As befits a WTA Tour 1000 event, the Miami Open semifinals has more than its share of marquee power — Jessica Pegula and Elena Rybakina, ranked Nos.3 and 7. It will also feature either two-time Wimbledon champion Petra Kvitova or No.18 seed Ekaterina Alexandrova, a quarterfinal match that was postponed Wednesday because of rain.
And then there is the World No.74, the most unusual of suspects. Casual tennis fans, say hello to Sorana Cirstea.
We can tell you that the Romanian, who turns 33 the first week of April, started in the sport at the age of 4. As a 14-year-old, she appeared in her first ITF event, in Bucharest — a few months after Coco Gauff was born.
She’s an admirer of Stefanie Graf and, perhaps not coincidentally, the forehand is her favorite shot. Movies, shopping, reading and crosswords are among her off-court hobbies. Favorite cities are London and New York, big cities with lots to do.
Speaking of which, Cirstea has been doing some great things in south Florida on the way to a Friday semifinal matchup with Kvitova or Alexandrova. She’s already created an enviable list of career firsts:
- In her first match against No.2-ranked Aryna Sabalenka, Cirstea won in straight sets, handing Sabalenka only her third loss of the year. Sabalenka is the highest-ranked player she’s ever beaten.
- With victories over Sabalenka and No.5 Caroline Garcia, Cirstea has beaten two Top 5 opponents in a single tournament for the first time.
- Cirstea is the first player ranked outside the Top 50 to win nine main-draw matches at the Sunshine Double in a single year.
This is her second career WTA 1000 semifinal. The first occurred nearly a decade ago in Toronto. Cirstea won that match against Li Na before falling to Serena Williams in the final. That gap is the second-longest ever, after Anastasia Pavlyuchenkova’s 11 years between 2010 Cincinnati and 2021 Madrid.
OK, just one more — Only Rybakina (12) has won more WTA 1000 main-draw matches this year than the 10 victories belonging to Cirstea and Barbora Krejcikova.
Thursday’s order of play:
–Not before 3 p.m. ET:  Ekaterina Alexandrova vs.  Petra Kvitova (singles quarterfinal)
–Not before 8:30 p.m. ET:  Elena Rybakina vs.  Jessica Pegula (singles semifinal)

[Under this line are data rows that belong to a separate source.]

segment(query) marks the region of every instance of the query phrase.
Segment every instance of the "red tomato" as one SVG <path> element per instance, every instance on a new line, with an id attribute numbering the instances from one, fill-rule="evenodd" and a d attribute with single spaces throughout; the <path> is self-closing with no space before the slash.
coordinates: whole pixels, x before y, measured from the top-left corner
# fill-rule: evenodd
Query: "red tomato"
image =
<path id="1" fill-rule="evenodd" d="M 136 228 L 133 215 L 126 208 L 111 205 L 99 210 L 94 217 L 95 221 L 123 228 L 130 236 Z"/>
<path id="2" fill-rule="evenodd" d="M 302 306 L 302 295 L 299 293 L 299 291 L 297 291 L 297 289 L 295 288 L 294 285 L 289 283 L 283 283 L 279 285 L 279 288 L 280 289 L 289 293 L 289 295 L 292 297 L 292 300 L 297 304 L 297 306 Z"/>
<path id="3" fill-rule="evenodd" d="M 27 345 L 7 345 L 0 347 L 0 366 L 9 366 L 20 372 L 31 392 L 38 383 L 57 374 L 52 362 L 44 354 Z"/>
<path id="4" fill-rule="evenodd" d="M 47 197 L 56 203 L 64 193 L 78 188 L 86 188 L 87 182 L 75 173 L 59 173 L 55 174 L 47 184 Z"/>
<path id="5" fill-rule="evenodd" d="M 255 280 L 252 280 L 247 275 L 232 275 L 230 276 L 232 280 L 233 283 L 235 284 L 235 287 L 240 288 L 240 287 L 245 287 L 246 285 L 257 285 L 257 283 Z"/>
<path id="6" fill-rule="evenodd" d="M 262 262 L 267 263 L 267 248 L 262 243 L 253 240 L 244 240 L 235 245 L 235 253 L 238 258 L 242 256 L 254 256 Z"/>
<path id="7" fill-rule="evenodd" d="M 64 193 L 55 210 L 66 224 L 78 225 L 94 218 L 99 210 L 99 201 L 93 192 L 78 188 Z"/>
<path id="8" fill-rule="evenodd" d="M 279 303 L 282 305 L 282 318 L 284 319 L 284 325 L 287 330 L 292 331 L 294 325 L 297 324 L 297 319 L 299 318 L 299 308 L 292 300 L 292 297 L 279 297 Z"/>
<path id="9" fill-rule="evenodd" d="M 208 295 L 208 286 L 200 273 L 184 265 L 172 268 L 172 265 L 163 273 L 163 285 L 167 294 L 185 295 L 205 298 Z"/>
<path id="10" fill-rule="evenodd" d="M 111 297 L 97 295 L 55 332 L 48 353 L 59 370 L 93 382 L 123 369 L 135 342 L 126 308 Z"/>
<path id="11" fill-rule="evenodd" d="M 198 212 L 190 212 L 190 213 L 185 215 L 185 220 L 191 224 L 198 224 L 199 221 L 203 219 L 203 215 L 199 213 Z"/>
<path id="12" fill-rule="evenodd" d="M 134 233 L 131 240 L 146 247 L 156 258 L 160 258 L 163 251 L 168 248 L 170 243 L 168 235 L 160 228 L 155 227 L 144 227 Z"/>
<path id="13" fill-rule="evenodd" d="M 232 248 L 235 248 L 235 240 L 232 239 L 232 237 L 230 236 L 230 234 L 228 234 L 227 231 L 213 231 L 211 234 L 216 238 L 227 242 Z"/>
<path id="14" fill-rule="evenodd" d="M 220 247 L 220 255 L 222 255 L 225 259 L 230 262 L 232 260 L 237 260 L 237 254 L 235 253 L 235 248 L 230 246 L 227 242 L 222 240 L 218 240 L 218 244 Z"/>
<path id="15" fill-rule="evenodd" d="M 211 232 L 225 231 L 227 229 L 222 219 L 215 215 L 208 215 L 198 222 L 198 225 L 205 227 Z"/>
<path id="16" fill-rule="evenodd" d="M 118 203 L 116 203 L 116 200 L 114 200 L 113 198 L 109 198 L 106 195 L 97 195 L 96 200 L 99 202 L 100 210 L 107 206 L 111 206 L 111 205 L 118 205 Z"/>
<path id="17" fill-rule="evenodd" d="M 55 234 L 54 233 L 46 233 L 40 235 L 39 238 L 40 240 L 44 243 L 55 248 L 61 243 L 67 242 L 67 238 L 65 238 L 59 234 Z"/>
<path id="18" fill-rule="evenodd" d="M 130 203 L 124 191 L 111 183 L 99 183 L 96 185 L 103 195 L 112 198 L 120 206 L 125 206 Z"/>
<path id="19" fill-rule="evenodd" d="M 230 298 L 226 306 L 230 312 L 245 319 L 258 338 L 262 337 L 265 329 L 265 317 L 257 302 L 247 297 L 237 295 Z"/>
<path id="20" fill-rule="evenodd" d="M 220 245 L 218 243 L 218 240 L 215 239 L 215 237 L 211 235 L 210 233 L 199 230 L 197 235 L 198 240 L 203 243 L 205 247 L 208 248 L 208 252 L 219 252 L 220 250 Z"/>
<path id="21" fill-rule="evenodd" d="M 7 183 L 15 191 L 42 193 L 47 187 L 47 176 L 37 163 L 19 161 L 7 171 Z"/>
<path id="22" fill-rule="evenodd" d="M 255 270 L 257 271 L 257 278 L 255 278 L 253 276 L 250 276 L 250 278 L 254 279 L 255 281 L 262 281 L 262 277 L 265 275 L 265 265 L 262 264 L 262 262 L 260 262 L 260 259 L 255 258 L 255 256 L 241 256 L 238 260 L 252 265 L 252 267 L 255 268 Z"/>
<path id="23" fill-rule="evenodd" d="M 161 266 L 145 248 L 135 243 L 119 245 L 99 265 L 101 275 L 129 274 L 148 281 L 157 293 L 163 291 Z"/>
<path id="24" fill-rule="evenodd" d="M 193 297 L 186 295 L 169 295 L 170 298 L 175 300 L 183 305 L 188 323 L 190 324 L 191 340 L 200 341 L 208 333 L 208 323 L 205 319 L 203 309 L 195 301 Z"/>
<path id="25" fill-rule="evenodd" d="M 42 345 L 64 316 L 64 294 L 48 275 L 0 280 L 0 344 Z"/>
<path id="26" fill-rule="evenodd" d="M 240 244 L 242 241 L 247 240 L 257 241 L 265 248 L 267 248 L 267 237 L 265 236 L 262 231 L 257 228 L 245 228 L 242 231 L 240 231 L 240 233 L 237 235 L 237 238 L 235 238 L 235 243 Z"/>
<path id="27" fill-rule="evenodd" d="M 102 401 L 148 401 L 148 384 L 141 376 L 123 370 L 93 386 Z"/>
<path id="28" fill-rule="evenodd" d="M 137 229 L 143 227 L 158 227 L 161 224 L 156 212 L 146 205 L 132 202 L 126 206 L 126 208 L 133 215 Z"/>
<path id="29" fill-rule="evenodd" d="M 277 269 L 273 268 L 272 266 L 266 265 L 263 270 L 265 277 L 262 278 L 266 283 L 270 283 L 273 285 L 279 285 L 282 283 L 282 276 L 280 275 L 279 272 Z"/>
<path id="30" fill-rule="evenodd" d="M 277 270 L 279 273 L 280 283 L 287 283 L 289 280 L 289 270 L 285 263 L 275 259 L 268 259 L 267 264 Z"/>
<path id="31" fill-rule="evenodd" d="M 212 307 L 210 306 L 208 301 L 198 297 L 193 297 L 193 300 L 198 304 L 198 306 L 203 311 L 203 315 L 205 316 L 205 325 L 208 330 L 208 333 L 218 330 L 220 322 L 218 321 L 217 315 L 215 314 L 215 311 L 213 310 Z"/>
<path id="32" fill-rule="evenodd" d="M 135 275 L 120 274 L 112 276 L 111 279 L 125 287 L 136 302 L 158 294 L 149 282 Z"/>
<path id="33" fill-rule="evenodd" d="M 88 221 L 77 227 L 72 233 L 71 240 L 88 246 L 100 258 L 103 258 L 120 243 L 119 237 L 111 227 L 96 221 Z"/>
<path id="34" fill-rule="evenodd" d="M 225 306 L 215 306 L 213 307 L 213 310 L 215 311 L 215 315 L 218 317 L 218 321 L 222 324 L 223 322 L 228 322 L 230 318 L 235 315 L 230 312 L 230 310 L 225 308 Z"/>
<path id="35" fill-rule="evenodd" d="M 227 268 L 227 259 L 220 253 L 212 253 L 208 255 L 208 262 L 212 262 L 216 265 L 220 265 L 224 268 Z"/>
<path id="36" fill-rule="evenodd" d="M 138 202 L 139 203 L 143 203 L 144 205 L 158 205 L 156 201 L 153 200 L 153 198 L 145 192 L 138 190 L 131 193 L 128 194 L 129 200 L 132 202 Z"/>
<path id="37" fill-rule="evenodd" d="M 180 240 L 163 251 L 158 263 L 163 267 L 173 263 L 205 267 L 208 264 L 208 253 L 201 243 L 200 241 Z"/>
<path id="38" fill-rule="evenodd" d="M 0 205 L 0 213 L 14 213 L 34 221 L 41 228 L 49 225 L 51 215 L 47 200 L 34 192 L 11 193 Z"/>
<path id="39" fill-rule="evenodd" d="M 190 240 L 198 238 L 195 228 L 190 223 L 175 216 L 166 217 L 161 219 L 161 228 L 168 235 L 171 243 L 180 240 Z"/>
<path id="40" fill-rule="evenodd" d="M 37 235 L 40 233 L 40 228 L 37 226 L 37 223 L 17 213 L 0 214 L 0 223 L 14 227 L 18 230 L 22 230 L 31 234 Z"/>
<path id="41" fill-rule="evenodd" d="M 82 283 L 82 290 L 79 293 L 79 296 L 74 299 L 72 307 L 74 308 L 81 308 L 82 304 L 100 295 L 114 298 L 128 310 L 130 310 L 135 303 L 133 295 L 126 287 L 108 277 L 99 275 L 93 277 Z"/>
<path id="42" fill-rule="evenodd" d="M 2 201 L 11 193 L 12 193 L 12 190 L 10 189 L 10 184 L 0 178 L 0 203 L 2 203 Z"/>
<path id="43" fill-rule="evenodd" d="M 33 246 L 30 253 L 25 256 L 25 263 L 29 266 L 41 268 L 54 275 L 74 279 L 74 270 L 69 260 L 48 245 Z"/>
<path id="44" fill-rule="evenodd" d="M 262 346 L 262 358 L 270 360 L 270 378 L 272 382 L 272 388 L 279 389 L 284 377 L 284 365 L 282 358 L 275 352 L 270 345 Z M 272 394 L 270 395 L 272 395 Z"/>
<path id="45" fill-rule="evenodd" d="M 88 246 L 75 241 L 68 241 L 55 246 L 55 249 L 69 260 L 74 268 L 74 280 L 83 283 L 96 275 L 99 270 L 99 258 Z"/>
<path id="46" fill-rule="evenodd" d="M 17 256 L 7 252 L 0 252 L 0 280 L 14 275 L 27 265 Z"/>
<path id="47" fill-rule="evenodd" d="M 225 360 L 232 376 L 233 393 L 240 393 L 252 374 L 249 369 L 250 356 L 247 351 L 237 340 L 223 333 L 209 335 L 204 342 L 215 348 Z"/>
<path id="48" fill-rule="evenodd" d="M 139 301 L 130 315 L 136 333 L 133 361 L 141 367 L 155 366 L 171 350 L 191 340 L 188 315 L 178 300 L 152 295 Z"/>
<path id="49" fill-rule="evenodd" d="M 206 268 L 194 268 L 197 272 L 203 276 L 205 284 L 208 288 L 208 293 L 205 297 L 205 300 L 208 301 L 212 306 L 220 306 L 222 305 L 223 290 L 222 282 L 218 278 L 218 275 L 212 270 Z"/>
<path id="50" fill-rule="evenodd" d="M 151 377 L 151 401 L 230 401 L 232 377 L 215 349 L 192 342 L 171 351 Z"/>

While we wait to see who Cirstea plays Friday, here’s a breakdown of the other semifinal matchup, which will be Thursday night.
No.3 Jessica Pegula vs. No.10 Elena Rybakina
Technique and strategy are always critical, but in the most important matches down the stretch, fitness and stamina — and perseverance — come hugely into play. Here is another terrific example:
Rybakina, who plays her 11th match in 21 days, is trying to become only the fifth woman to win in Indian Wells and Miami back to back. Pegula waited through a nearly four-hour rain delay Tuesday night before saving two match points and winning a third-set tiebreak in her quarterfinal match, which ended past 1 a.m. This her eighth match in 20 days.
💭 “I would definitely like to go further in a Slam or just start winning more tournaments.” 🏆
🇺🇸 @JLPegula understands that if she is going to challenge for top titles on a consistent basis, she needs to make some adjustments 👇
— wta (@WTA) March 29, 2023
“I haven’t been that physically tired in just a really long time,” Pegula said after getting past Anastasia Potapova. “Just the humidity was taking so much out of me. It was just really tough, it was just pure will.”
This one will require more of the same. Rybakina (20-4) is looking for her 13th consecutive match-win. She’s the first player to reach her first two WTA 1000 semifinals in back-to-back tournaments since Sofia Kenin (Toronto and Cincinnati 2019). Pegula is 19-5 and looking to reach her second WTA Tour final of the season after Doha.
Pegula has a 2-0 head-to-head edge over the 2022 Wimbledon champion, but the most recent match was as close as can be. In her first match toward winning the Guadalajara WTA 1000 last fall, Pegula faced three match points before closing out Rybakina in a tiebreak.
“It was tough matches,” Rybakina said of those encounters after defeating Martina Trevisan in straight sets. “She’s really good player, very consistent. I will try just to do my best to try to be fresh somehow for that match.”
As always, the 23-year-old who represents Kazakhstan will rely on her serve. Rybakina had 10 aces against Trevisan, and her 201 aces lead all Hologic WTA Tour players.
“I don’t mind playing her, at least in the past,” said Pegula, who was forced to save two match points in the last round against Potapova. “Obviously she’s picked up her level since then, so it’ll be a tough test, especially after this match, just physically see how I feel. Hopefully I can recover in time.”